Let me tell you about one of the failures of Calatravan design: the Zubizuri footbridge, in Campo Volantin street, Bilbao (Spain).
When I first visited Bilbao, the locals advised me not to tread on that footbridge, it has a bad name.
Once I dared to cross it, its main defect was painfully obvious: Calatrava slanted the very floor of the footbridge; it's not horizontal. While crossing it, I felt a little dizzy, and with the strange sensation of being about to fall. Besides, the floor is made of glass, and the river is visible through it. That only increased the falling sensation. When wet, it is quite slippery (some locals refer to Zubizuri as the 'slippery footbridge'). Several elderly persons actually fell and got their bones broken while crossing Zubizuri.

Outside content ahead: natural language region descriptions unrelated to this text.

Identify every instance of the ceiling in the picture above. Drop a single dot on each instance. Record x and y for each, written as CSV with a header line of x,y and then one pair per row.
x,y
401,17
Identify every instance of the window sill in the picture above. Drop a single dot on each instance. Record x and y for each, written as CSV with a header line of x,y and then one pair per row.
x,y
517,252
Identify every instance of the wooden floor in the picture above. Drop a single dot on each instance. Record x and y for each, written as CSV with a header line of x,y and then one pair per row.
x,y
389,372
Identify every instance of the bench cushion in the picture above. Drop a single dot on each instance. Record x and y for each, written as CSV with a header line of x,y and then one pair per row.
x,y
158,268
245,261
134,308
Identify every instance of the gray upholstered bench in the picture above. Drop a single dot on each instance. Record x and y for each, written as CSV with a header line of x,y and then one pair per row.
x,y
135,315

The bridge in Seville that you mention is called Alamillo. Calatrava wanted to build a pair of bridges, but the second was never built, due to the insane cost of the first.
Once again, Calatrava designed a beauty, but could not envision how it would be built. His idea was infeasible, and the contractor had to build the deck and road first, and the tower and cables afterwards. Somebody argued that its the deck which prevents the tower from falling, and not the opposite ;-) You can read about that here.

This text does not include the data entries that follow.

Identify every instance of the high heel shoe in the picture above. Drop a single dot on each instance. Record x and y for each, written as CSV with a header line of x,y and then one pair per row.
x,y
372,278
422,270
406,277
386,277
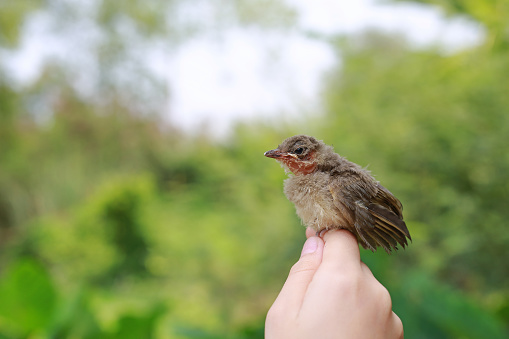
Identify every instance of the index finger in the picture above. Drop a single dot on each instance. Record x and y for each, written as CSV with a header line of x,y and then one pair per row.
x,y
341,249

Now, once built, the thing is gorgeous. I have no words to describe to you what I felt when I crossed the bridge by car (from right to left in your photo). Of course, the sensation was different when I crossed it the other way.

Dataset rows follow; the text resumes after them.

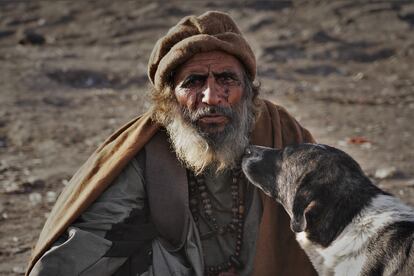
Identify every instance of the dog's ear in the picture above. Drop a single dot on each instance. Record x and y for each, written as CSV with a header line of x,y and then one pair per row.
x,y
298,222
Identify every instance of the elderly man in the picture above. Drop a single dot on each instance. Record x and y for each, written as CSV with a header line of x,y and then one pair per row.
x,y
164,195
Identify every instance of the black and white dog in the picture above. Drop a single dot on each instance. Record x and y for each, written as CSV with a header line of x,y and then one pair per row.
x,y
345,224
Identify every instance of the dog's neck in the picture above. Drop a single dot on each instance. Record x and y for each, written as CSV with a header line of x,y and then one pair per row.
x,y
345,255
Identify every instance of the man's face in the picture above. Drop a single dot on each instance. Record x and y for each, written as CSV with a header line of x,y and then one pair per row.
x,y
207,87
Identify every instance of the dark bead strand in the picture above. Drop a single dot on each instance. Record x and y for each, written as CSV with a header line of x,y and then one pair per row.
x,y
198,193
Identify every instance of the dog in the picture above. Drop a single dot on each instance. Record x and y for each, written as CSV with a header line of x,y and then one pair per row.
x,y
345,224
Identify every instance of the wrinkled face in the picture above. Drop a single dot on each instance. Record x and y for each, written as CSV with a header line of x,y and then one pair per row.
x,y
278,173
207,87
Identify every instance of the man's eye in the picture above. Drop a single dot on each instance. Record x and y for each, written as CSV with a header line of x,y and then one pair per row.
x,y
193,81
227,79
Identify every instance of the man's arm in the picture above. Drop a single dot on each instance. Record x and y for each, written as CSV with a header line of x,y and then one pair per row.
x,y
99,242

Another demi-failure of Calatrava is the Sondika-Bilbao airport, which I also visited. The exterior is quite nice, but the inside is way better. If you depart from Bilbao, you check your luggage inside the big pointy structure you see in the photos, which is huge. It's made out of many slanted beams resembling the bones of some humongous animal that just swallowed everyone. The luggage claim area has its ceiling crossed from side to side with several curved beams which resemble the ribs of a whale. I felt I was Jonah. Breathtaking, at least the first time.
¿What's the problem then? That's no airport, it feels like a museum. There is flat glass between beams, and the reberveration amplifies the background noise. Passengers can't understand what is said over the loudspeakers. Since everything is slanted, big rectangular vertical thingies destroy the whole atmosphere, so the big information panels are in the check-in area; those in the cafeteria have to check departures in a tiny monitor. When I tried to find my gate, I had a hard time, because the signs with the gate numbers are also tiny (undoubtedly to preserve the atmosphere, usability be damned). But the worst is felt by incoming passengers: they have to get out to wait for a taxi, under a slanted structure that offers scant protection against wind and rain, all too common in the city. I've talked to people that uses the airport once a week, and some of their opinions are unprintable.
About a year ago, the ministry of public works (owner of the airport) asked Calatrava to redesign the exit to avoid the soaking and freezing of passenger, and he refused. The minister then chided him in the media, and said that if Calatrava would not do it, other architects would love to do it. Then Calatrava threatened to go to the courts to prevent any redesign of 'his' airport. The minister, predictably, told him it was not 'his' anymore.
In a nutshell: my experience is that Calatrava designs are great from a distance, but not very functional, even when they have to be (and he does not care much). That's why I send you this. I agree with you in the importance of usability, and that's why I am glad Calatrava lost the bid to build the new Madrid airport, and that the winning design (by Rogers & Lamela) is completely horizontal, with no stairs.
It would seem that Calatrava is actually a bad example, not a good one, showing someone who is working on grand sculpture and not letting function rule.